Ora la maggioranza degli utenti ama parlare di se stessi, perché ciò è stato funzionale in un momento di iniziale; ora si rischia invece di ritardare l’evoluzione della blogosfera stessa, se non si supera la logica del blogstar system.
Ci vuole un morale della favola, per quei due o tre che sono arrivati a leggere fin qui, eccolo:
se la smettessimo di masturbarci parlare delle blogstar o fare giochini idioti per raccattare link, potremmo far crescere la blogosfera, scegliendo ognuno i temi a cui più è interessato. A beneficio di tutti.
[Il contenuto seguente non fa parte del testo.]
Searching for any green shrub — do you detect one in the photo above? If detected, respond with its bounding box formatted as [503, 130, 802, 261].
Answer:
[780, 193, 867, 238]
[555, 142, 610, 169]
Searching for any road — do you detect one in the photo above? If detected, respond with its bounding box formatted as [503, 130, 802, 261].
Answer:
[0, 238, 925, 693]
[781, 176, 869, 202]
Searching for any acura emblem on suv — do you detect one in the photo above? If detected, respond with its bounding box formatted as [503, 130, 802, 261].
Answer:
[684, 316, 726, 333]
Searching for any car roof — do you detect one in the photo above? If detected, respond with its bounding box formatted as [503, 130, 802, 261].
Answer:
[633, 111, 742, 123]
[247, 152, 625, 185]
- Technorati Tags: autoerotismo, blogstar system, blogosfera
7 commenti
Beh la rete, come si dice sempre, non fa altro che replicare, adattandoli al mezzo, comportamenti già visti e rivisti in altri settori.
La blogosfera italiana è pesantemente viziata dall’italica smania di primeggiare, di pensare a sé stessi e di condividere a fatica con altri il proprio sapere e le proprie conoscenze.
Concordo con te sulla necessità di aprirci, ma deve concordare con noi tutta la blogosfera…è la somma che fa il totale (come diceva il buon Totò!).
@Francesco – Toto’ ha sempre ragione.
Credo che dirselo, di tanto in tanto, non faccia male, anzi, aiuta chi è piu’ facilmente seducibile dal “lato oscuro della forza”, o in termini meno *Star Wars* da chi si lascia trascinare da quelle forze centripete che sempre ci sono e ci saranno, perche’ insite nel mezzo.
Quando (se) si raggiungerà una massa critica sufficiente, le blogstar ci saranno ancora, e saranno coloro che scriveranno roba assolutamente stupida, di pettegolezzo e/o generalista.
Ma non mi pare un grande problema.
@.mau. – no, per chi non cerca fama e gloria non sara’ un problema.
[i due punti non stanno li' a caso, giusto?]
@Donato: no, i due punti non stanno a caso
@.mau. – lo so, tempo fa ho letto tutta la spiegazione, volevo dimostrare di aver fatto i compiti a casa.
Come al solito poi ognuno faccia quello che crede sul proprio blog, se vuole partecipare ai giochini, alle polemiche interne alla blogosfera (prima della chiusura l’argomento più discusso su blogbabel era blogbabel), e tutte queste cose che non interessano minimamente a chi sta fuori è liberissimo di farlo.
Ma la gente comune (il pastore abruzzese, il bracciante lucano, la casalinga di Treviso…) perché dovrebbe leggere le pagine di questi blog?
Io non aspiro che tutte le persone su questo pianeta si mettano a produrre contenuti – non tutti vogliono essere produttori – ma aspiro che i contenuti generati dalla blogosfera siano accessibili e utili anche a chi ne sta fuori.
Certo, il post su come sistemare un template di WP è utile solo a chi ha un blog, così come alcuni blog specifici per blogger serviranno solo ai blogger, ma per il resto riempire i nostri blog di In-Joke non ci fa apparire bene,
Per questo motivo sono molto più felice quando ricevo un commento senza website piuttosto che un commento da un altro blogger: è il mio parametro di misura per capire se quello che scrivo funziona anche fuori dalla sfera.